Buffalo Ridge was the first such establishment to be entirely community-owned, and although it is no longer unique, it is still highly unusual. Buffalo Ridge is leased to and managed by the Madikwe Collection, a portfolio of lodges spread across the 75 000ha reserve. Madikwe Collection founders Carl Trieloff and William Stephens have demonstrated both financial and ecological savvy in expanding the company.
In addition to Buffalo Ridge, the collection includes another wholly community-owned establishment, Thakadu River Camp, and private investors and communal owners alike follow the environmental models that have been applied throughout the reserve. The story of Madikwe, like so many of South Africa’s game parks, is one of patient and passionate implementation of conservation programmes.

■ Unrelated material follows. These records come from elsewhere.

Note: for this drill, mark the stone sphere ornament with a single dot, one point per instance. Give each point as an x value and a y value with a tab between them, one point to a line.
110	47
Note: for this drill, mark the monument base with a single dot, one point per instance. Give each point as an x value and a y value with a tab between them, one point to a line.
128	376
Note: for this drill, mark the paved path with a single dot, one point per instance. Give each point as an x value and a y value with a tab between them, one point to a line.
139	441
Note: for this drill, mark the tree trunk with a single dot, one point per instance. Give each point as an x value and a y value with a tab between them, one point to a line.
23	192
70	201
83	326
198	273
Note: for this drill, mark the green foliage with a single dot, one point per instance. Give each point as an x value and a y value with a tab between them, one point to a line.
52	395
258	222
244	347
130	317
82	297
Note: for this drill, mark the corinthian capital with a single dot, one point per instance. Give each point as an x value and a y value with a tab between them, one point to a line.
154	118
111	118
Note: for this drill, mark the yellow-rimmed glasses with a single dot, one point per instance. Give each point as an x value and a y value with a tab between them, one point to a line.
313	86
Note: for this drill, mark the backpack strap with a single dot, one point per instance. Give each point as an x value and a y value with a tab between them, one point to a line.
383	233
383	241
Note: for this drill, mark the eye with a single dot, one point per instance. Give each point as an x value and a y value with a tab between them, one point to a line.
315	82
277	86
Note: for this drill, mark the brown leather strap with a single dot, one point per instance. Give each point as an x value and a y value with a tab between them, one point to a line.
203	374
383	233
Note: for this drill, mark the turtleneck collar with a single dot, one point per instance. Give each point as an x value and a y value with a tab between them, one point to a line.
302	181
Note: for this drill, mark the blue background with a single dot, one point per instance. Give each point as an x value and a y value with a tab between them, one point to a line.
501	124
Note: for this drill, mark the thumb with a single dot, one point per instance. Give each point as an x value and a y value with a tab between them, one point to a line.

Through the decades-long Operation Phoenix, the area was restored from over-grazed cattle farming terrain to a self-sustaining wilderness area. Combining the twin appeals of being malaria-free and offering Big Five game viewing, Madikwe is a highly prized destination for those who can afford it.
Certainly, a stay there is not cheap.
Supporting fair trade in tourism
But patrons of Buffalo Hills, Thakadu River Camp and Tuningi Safari Lodge – which has also been certified by Fair Trade in Tourism South Africa (FTTSA) – are reassured that the money they spend will have a positive ripple effect in the local economy.
And, in the case of the Balete of Buffalo Ridge, that doesn’t mean only a few individuals; it means training and employment for dozens of staff at the lodge and, equally importantly, it means the development of infrastructure in Lekgophung and surrounds.
FTTSA stipulates that certified businesses meet the following criteria: fair wages and working conditions; fair operations, purchasing and distribution of benefits; ethical business practice; and respect for human rights, culture and the environment.
While this doesn’t seem to be the kind of thing one associates with the excitement of game drives, the luxury of lazing by a pool overlooking pristine bushveld, or the privilege of drinking and dining under starry skies, it is possible for tourists to be self-indulgent and to support community development at the same time.